LOTZE
A cura di Alessandro Sangalli
Rudolf
Hermann Lotze nacque il 21 maggio 1817 e morì il 1° luglio del 1881. Come filosofo,
tentò di conciliare i concetti della scienza meccanicista con i princìpi
dell’idealismo romantico. Studente sia di medicina che di filosofia a Lipsia,
dove in seguito tenne lezioni su entrambe le materie, diventò professore nel
1842. Nel 1844 successe a Johann Friedrich Herbart come professore a Gottinga e
nel 1881 si unì alla facoltà di Berlino. Le sue opere principali sono:
Metafisica (1841); Allegemeine Pathologie und Therapeutik als mechanische Naturwissenschaften
(1842); Logica (1843); Fisiologia (1851); Psicologia medica
(1852); Microcosmo, 3 voll. (1856-1864); Sistema di Filosofia: Logica
(1874); Metafisica (1879). Il suo pensiero rappresenta una decisa
reazione al panteismo idealistico di Hegel, che sembrava sacrificare
l’individualità e la varietà dell’esistenza ad un formale ed astratto schema di
sviluppo dialettico.
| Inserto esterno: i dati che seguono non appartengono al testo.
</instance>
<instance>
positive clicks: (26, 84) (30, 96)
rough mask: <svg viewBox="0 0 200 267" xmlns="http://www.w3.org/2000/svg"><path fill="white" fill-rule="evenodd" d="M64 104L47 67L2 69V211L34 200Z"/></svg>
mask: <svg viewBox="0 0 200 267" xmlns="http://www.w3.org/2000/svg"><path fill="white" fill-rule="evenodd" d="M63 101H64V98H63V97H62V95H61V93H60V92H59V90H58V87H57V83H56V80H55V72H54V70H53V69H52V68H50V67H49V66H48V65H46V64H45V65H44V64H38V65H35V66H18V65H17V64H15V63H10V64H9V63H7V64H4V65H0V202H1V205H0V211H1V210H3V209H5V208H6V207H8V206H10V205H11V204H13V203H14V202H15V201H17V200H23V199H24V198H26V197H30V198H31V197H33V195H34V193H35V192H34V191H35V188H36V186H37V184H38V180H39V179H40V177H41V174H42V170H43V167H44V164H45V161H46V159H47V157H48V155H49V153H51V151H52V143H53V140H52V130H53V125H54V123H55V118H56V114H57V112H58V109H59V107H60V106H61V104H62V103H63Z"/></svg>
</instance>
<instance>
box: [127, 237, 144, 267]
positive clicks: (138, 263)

Lotze definì la sua posizione filosofica come un idealismo teleologico, e considerava l’etica il punto di
partenza della metafisica. Mentre da una parte rinforzava la visione meccanica
della natura, dall’altra cercava di mostrare come il meccanicismo - la
relazione causa/effetto – fosse in realtà incomprensibile, se non come la realizzazione
di un mondo di idee morali. Così ogni catena causale diventa allo stesso tempo
una catena teleologica. Lotze riuscì ad elaborare questa conciliazione tra una
visione meccanicista con una teleologica combinando le monadi del pensiero di Leibniz con la sostanza
infinita di Spinoza: in quest’ultima
trovano infatti il proprio fondamento le cose individuali (monadi), ed inoltre,
attraverso la sua unità che tutto comprende, diventa possibile l’interrelazione.Tenendo
insieme la monadologia leibniziana e il panteismo di Spinosa, Lotze cerca di
tenere coniugare monismo e pluralismo, meccanicismo e teleologia, realismo e
idealismo, panteismo e teismo. Lotze riconosce valore alle istanze
dell’idealismo etico-religioso di Fichte e le applica ad una sobria e
scientifica interpretazione dei fenomeni naturali. In Lotze convivono una ferma
convinzione dell’universale
validità delle leggi scientifiche e la consapevolezza della necessità della metafisica. Egli insiste sul fatto che la filosofia debba avere le sue radici
nelle scienze naturali, poiché gli esseri umani sono soggetti alla medesime
leggi fisiche che governano gli oggetti inanimati: si schiera perciò contro
qualsiasi tentativo di dedurre la realtà da meri principi astratti. "La
conoscenza – sostiene – è il risultato dell’osservazione e
dell’esperimento, non di uno sviluppo logico-dialettico". L’obiettivo
della metafisica è perciò quello di analizzare e sistematizzare i concetti
prodotti dalla scienza. Secondo Lotze la natura è sì governata da leggi meccaniche, ma il sistema
della natura è un insieme di mezzi indirizzati verso un fine fissato da Dio. Egli considera tutte le cose come
immanenti in Dio; ciò che gli scienziati vedono come una causalità meccanica è
semplicemente l’espressione dell’attività divina. Le cosiddette leggi naturali sono
nient’altro che azione divina: sono i modi dell’operare di Dio. Lotze rileva
come l’uomo non possa trovare nessun appagamento etico-religioso nell’universo
meccanizzato della scienza. La materia organica e quella inorganica si
differenziano nell’organizzazione delle loro parti: la forza materiale
conferisce movimento e direzione a queste parti separate. La concezione
meccanica dell’universo, che considera anche il corpo umano come una macchina,
non lascia quindi spazio alle idee e ai proponimenti dell’uomo. Il
meccanicismo, secondo Lotze, risulta inadeguato per spiegare la vita.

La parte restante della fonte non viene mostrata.